Assessing Quantitative Literacy

 

Jack Bookman

 

Duke University

 

bookman@math.duke.edu

 

 

Brief History of the Calculus Reform Movement

 

why discuss this?:

                QL has some historical roots in the CR effort

                lessons to be learned from the evaluation of the calculus reform efforts

 

The Tulane Conference  - January 1986

 

Problems with instruction in calculus repeatedly mentioned by participants at the conference

(Source:  Tucker, Alan and Leitzel, Jim (1995).   Assessing Calculus Reform Efforts.  published by MAA)
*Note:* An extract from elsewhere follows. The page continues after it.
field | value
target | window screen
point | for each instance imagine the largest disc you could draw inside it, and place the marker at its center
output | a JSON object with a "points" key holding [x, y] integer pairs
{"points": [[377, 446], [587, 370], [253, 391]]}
                • too few students were successfully completing calculus;

                • students were mindlessly implementing symbolic

                  algorithms with no understanding  and little facility at

                  using calculus in subsequent mathematics courses;

                • faculty were frustrated at the need to work so hard to

                   help poorly prepared, poorly motivated students learn

                   material that was a shadow of the calculus they had

                   learned;

                • calculus was being required as an unmotivated and

                   unnecessary filter by some disciplines which made little

                   use of it in their own courses; and

                • mathematics was lagging [behind] other disciplines in

                   the use of technology.

 

 

In  1987, the NSF began its Calculus Initiative  (eventually spending $40,000,000 on this project over approximately the next ten years)

 

What calculus reform means varies greatly from one institution to another.  Reform is manifested by changes in one or more of the following:

                use of technology;

                cooperative learning;

                group projects;

                writing; and

                real world problems. 

 

 

 

 

 

 

 

 


Evaluating Calculus Reform Efforts at Duke University

 

The evaluation had two phases:

 

During the first years of the project, the emphasis was on formative evaluation   (the cook tastes the soup, quoting Robert Stake) focussing on student and faculty reactions to the course and other problems of implementation.  

 

During the later years, the emphasis changed to summative evaluation   (the guests taste the soup) comparing outcomes of traditionally and experimentally taught students on a set of outcomes.  The outcome based phase had three main components: 

 

(1)  a problem solving test given to both Project CALC (PC) and traditional students (TR) while they were enrolled Calculus II; 

 

(2) a “retention" study of sophomores and juniors, both PC and TR; this comparison used tests of writing, attitudes, skills, conceptual understanding and problem solving ; and

 

(3) a follow-up study, conducted during the last year of the project, focussed on the question, “Do PC students do better in and/or take more courses that require calculus?" 

 

 

Other features of the evaluation of the evaluation of Project CALC:

 

the "accounting model" of evaluation   -   insiders vs outsiders

 

(almost) random assignment  

 

both qualitative and quantitative

 

What worked and what didn't in this study?

 

 

What have we learned from attempts at evaluating calculus reform efforts?

 

 

comparison groups - even random assignment is difficult

 

need to be built into the design of an intervention - not an afterthought

 

not well defined treatment

 

political and ideological issues

 

issues of validity and reliability of the instruments used

 

difficult to get statistically significant results from a single intervention -  there are often many other important factors

 

the opposite of the Hawthorne effect

 

this is messy and time consuming and doesn't make you popular

 

need to do it early and to make the assessment a central part of the project and not an afterthought.

 

But it is possible to get insight into what is going on and to use results to make improvements

 If you thought that was difficult, try evaluating QL

 

Would any two people in this room agree on what QL is?     but there seems to be a growing consensus

 

What we can do?

 

locally define what it means to be quantitative literate

                graduates from college x should be able to ...

                this is hard and must be thought of as an iterative process

                involve lots of faculty - in ways other than convening a meeting

                                well designed surveys; focused interviews

 

develop and pilot some instruments (both qualitative and quantitative) - including pre & post tests, attitude surveys, faculty surveys, rubrics for analyzing course content

 

develop baseline data

 

be aware of  the political and cultural environment

 

some standards for evaluation work should be the same as in more traditional scientific research - ideology shouldn't drive conclusions (be prepared to be surprised by results, to be honest and to take the heat)

 

but some standards are different  - try doing a double blind study in education

 

conduct longitudinal developmental studies like the one being conducting here at Mac

 

remember though that we can't do everything

 

 

 

 

QL presents a particular challenge for assessment:

 

  Assessment items must be set in a rich context in which multiple problem solving approaches are possible, and perhaps there is not one "right" answer.

 

   On the other hand, the assessment instruments must not take too much time to administer, must include a multitude of problems and situations, and must be designed to allow for reliable scoring.

 

   QL assessment instruments must include problems that are not simply schema driven (i.e., students have a well-recognized routine for solving the problem), but also are not so non-routine that students cannot solve them.